CINTIL DependencyBank PREMIUM is a corpus of Portuguese utterances manually annotated with the representation of grammatical dependency relations and the information of part-of-speech, inflection and lemmas. It is being developed and maintained at the University of Lisbon. The current version is composed by 7,600 sentences (204,526 tokens) taken from portuguese newspaper articles.

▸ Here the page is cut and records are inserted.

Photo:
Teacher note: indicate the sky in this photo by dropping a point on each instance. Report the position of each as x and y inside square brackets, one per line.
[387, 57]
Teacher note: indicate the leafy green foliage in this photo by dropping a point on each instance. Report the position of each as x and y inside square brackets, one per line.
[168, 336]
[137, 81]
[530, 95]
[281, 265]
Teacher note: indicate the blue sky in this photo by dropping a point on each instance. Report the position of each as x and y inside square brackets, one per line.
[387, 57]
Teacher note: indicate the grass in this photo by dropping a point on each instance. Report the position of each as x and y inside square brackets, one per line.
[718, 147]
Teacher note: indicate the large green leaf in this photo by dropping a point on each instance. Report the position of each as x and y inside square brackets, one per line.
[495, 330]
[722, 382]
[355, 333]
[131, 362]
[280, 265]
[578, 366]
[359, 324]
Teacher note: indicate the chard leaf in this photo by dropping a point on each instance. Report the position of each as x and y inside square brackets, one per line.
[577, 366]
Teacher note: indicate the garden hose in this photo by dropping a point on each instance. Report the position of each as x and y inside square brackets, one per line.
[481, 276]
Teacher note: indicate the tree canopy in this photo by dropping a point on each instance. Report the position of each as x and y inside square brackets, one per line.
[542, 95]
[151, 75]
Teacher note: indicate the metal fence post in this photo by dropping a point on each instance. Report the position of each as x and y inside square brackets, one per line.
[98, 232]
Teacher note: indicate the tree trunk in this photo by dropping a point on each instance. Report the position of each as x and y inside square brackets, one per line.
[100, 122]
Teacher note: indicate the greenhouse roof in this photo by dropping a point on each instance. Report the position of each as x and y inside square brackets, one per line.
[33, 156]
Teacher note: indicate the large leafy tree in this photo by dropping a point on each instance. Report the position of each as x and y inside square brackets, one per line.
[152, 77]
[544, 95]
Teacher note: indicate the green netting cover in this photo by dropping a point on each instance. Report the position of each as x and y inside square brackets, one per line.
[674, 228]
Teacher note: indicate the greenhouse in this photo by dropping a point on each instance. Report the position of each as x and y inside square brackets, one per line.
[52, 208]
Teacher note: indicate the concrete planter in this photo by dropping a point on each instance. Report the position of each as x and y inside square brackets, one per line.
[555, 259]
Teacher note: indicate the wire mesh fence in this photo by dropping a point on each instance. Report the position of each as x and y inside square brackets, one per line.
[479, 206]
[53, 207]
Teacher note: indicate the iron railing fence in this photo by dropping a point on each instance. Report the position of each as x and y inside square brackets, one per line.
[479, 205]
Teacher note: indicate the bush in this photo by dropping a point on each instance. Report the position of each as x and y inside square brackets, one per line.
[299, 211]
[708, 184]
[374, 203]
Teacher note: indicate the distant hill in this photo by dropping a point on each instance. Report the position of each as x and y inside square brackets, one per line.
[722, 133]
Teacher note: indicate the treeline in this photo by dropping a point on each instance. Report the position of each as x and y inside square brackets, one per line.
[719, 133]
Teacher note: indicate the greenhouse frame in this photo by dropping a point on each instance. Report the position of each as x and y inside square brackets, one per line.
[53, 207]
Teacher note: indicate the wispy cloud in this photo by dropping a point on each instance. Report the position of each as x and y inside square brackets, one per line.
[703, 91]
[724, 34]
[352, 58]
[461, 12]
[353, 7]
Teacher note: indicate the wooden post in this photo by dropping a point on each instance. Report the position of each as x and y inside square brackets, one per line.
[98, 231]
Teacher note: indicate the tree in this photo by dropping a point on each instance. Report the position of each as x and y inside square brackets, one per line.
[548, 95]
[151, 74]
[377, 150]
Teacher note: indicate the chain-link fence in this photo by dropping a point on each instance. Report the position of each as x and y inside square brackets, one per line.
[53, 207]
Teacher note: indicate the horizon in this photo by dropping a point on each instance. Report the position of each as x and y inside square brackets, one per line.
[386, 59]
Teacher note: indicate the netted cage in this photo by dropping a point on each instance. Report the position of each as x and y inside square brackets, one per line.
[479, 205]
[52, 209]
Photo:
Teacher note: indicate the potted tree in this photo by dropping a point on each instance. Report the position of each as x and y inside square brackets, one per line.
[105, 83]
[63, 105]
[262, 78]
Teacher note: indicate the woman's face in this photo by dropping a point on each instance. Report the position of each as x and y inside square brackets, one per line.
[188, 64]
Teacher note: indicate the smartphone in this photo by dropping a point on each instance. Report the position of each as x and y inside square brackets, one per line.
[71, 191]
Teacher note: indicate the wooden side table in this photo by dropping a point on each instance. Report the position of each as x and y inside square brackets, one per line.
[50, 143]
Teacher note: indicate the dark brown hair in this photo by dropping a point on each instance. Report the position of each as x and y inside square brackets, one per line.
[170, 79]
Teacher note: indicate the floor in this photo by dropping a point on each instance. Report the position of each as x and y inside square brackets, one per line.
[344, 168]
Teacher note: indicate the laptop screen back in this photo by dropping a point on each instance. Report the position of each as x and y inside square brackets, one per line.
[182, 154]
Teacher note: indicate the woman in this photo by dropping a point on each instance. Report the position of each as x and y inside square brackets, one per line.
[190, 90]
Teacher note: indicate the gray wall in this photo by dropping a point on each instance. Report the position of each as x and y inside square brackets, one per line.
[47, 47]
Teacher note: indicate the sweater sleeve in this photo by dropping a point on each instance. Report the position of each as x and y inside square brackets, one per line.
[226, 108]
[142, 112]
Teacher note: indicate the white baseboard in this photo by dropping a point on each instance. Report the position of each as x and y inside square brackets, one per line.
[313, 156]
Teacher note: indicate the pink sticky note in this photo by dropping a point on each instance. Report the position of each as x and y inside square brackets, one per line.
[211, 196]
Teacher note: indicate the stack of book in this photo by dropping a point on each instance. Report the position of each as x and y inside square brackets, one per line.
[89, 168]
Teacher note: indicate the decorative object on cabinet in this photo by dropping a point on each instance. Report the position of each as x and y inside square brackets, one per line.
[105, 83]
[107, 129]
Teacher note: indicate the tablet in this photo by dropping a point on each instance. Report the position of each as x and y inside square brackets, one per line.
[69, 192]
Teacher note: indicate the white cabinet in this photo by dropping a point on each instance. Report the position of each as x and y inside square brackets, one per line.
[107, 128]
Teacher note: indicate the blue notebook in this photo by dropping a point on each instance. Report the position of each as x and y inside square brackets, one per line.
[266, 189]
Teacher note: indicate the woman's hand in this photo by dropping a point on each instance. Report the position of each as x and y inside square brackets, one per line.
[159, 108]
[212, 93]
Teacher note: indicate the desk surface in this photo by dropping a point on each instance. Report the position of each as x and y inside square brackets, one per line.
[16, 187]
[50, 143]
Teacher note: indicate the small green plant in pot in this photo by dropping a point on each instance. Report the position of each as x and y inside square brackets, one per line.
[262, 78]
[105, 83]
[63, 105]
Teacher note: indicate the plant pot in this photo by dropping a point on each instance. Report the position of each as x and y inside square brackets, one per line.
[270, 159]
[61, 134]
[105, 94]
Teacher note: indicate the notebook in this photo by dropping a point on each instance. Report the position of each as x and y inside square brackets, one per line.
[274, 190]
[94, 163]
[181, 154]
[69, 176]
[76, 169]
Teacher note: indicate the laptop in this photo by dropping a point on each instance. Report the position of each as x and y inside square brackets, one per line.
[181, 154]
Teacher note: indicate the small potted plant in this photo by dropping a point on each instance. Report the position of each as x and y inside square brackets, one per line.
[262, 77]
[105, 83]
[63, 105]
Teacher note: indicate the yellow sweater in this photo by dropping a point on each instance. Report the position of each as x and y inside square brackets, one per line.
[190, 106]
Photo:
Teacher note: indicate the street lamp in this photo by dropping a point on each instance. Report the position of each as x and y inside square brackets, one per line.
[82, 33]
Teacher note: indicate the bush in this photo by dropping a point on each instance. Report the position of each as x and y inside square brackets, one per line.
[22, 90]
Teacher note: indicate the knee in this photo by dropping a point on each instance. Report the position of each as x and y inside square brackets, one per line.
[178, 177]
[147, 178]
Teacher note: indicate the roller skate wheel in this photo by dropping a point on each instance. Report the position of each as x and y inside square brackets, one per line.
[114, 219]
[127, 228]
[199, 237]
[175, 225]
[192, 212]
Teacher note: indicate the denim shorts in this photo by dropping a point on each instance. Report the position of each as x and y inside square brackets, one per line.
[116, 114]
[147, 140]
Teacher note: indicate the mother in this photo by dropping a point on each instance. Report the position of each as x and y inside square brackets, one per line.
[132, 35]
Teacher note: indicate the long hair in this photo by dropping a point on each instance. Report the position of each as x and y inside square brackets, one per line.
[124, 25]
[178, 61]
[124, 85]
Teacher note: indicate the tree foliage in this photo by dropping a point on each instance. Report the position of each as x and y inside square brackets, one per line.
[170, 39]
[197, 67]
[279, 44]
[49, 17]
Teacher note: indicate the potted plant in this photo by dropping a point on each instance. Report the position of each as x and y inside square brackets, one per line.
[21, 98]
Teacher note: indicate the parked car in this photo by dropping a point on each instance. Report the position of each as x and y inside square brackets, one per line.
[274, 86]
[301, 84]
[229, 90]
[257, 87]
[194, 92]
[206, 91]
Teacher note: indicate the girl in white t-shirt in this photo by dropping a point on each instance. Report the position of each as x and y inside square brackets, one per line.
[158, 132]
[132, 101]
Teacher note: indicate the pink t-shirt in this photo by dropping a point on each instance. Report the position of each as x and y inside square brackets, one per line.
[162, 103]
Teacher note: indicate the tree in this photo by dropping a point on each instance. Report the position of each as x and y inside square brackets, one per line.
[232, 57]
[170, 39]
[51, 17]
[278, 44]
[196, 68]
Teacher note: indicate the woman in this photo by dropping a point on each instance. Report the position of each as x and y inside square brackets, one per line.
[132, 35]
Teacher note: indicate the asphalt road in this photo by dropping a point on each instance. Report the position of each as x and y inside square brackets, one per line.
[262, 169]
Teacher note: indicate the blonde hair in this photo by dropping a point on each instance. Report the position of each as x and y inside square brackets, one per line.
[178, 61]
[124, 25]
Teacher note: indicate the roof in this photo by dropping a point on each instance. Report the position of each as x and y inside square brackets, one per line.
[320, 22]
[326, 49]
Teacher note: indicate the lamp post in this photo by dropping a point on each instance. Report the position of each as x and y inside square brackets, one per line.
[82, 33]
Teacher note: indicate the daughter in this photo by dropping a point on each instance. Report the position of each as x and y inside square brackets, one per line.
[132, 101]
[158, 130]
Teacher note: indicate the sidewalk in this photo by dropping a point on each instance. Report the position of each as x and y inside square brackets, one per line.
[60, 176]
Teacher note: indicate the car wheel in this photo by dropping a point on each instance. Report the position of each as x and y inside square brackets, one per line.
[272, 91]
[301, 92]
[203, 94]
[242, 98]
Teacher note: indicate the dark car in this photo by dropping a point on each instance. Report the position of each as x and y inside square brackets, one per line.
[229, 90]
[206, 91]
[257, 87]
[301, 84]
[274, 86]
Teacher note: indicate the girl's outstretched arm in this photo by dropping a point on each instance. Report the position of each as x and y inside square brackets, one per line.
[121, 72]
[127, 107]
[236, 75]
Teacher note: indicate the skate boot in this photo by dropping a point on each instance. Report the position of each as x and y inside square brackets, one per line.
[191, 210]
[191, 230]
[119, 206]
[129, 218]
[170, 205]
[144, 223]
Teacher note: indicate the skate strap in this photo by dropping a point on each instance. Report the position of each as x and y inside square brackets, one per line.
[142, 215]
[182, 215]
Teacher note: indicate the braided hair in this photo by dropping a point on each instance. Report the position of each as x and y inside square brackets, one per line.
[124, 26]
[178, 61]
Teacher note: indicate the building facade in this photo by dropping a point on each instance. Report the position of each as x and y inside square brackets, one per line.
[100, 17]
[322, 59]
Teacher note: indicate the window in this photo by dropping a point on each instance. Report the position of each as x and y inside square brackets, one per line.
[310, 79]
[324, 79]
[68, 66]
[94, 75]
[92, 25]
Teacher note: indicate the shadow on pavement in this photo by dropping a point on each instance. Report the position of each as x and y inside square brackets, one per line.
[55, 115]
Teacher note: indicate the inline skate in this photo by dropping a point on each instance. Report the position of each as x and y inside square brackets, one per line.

The approach we follow is to build on top of an existing resource by adding a new annotation layer. We take the existing CINTIL corpus (Barreto et al., 2006), a 1 million token corpus already annotated with manually verified information on part-of-speech, morphology and named entities, and add syntactic function tags by automatically analysing it with a state-of-the-art dependency parser (LX-DepParser1). This tentative automatic annotation is then manually corrected.The manual correction is done by two annotators under a double-blind scheme, that is followed by adjudication by a third annotator. This process is supported by a general purpose annotation tool, WebAnno (https://code.google.com/p/webanno/).
The main motivation behind the creation of this resource was to create a corpus with a large variety of annotated phenomena that can be used for training statistical dependency parsers that are to be used in applications that deal with unrestricted text. Besides that, it enables linguistic studies that need to search the corpus for specific dependency structures.
This work was partly funded by the Portuguese Foundation for Science and Technology through the Portuguese project DP4LT (PTDC/EEI-SII/1940/2012) and by the European Commision through project QTLeap (EC/FP7/610516).